The long-term outlook for AXP is optimistic and short-term trend is bullish. While there are concerns about U.S. fiscal cliff, patient investors may want to wait until the impact on consumers and spending becomes clearer to establish the long-term positions. A credit put spread options play will be reviewed for investors who would like to acquire the stock with a margin of safety while gaining some upside potential now.

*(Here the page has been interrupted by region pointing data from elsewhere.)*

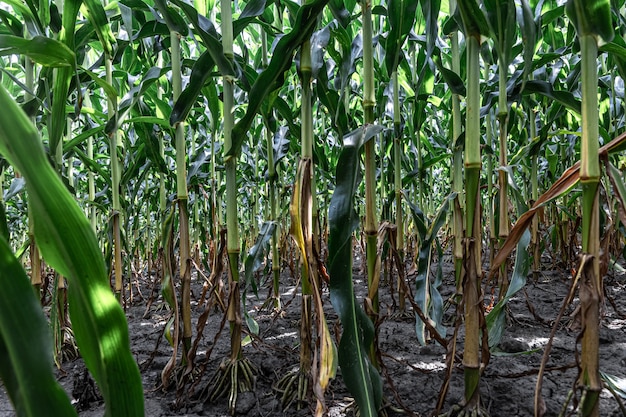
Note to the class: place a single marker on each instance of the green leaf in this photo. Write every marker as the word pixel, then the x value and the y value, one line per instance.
pixel 425 293
pixel 45 51
pixel 98 19
pixel 502 24
pixel 200 72
pixel 496 319
pixel 546 89
pixel 26 365
pixel 272 77
pixel 69 245
pixel 360 376
pixel 57 120
pixel 209 37
pixel 474 21
pixel 149 78
pixel 257 253
pixel 401 18
pixel 591 17
pixel 528 27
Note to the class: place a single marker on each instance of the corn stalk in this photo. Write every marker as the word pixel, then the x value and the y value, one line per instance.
pixel 592 20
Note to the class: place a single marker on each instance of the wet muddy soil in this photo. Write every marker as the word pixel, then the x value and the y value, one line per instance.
pixel 412 374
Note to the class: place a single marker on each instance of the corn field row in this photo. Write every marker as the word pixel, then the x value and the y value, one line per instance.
pixel 183 138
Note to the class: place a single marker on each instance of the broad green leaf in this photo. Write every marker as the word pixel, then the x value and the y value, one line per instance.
pixel 430 11
pixel 26 365
pixel 501 18
pixel 566 98
pixel 258 252
pixel 360 376
pixel 425 292
pixel 474 21
pixel 57 120
pixel 98 18
pixel 401 18
pixel 272 77
pixel 202 69
pixel 149 78
pixel 496 319
pixel 209 37
pixel 528 28
pixel 69 245
pixel 45 51
pixel 591 17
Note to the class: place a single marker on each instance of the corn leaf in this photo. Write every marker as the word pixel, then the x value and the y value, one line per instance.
pixel 474 21
pixel 401 17
pixel 425 293
pixel 360 376
pixel 272 77
pixel 591 17
pixel 202 69
pixel 57 120
pixel 69 245
pixel 501 19
pixel 26 365
pixel 566 181
pixel 97 17
pixel 45 51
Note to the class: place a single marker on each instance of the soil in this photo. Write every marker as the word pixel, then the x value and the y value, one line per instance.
pixel 412 374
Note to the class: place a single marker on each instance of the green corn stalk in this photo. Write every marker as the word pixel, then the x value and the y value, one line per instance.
pixel 401 16
pixel 371 223
pixel 35 260
pixel 360 375
pixel 182 199
pixel 474 25
pixel 593 23
pixel 115 185
pixel 457 158
pixel 271 184
pixel 501 17
pixel 70 247
pixel 230 163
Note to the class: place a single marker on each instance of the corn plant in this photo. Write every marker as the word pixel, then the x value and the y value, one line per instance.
pixel 68 244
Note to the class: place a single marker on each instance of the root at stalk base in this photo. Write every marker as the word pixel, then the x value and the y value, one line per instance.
pixel 233 377
pixel 466 411
pixel 293 387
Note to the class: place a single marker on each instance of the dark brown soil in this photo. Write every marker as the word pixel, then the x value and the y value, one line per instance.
pixel 413 374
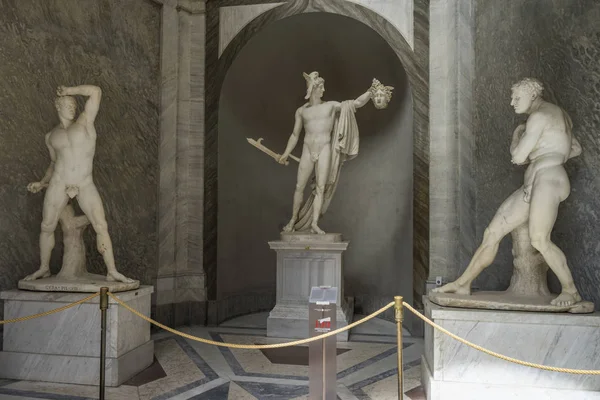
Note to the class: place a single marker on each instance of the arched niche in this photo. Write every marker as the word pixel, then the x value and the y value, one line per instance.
pixel 415 63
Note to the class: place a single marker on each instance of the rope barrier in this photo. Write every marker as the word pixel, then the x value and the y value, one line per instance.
pixel 262 346
pixel 503 357
pixel 312 339
pixel 21 319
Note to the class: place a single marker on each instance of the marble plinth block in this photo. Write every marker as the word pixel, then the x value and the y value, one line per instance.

- Short 1x April 20, 2013 Put at the strike price of $50.00 for the credit of $1.05
- Buy 1x April 20, 2013 Put at the strike price of $45.00 for the cost of $0.50
The maximum profit is $0.55, and the maximum risk/margin requirement is $4.45 ($5 loss - $0.55 credit received). If AXP closes above $50 on April 20, 2013, 11.24% return on margin will be gained. If AXP falls below $50 upon options expiration, AXP stock will be acquired at the cost of $49.45, which is 12.32% lower than the current price of $56.40. The projected annual dividend yield will be 1.62% based on the acquisition cost of $49.45 and projected dividend of $0.20 per quarter.
Note: All the prices are quoted from the closing of December 5, 2012, and all calculations are before fees and expenses. Investors and traders are recommended to do their own due diligence and research before making any trading/investing decisions.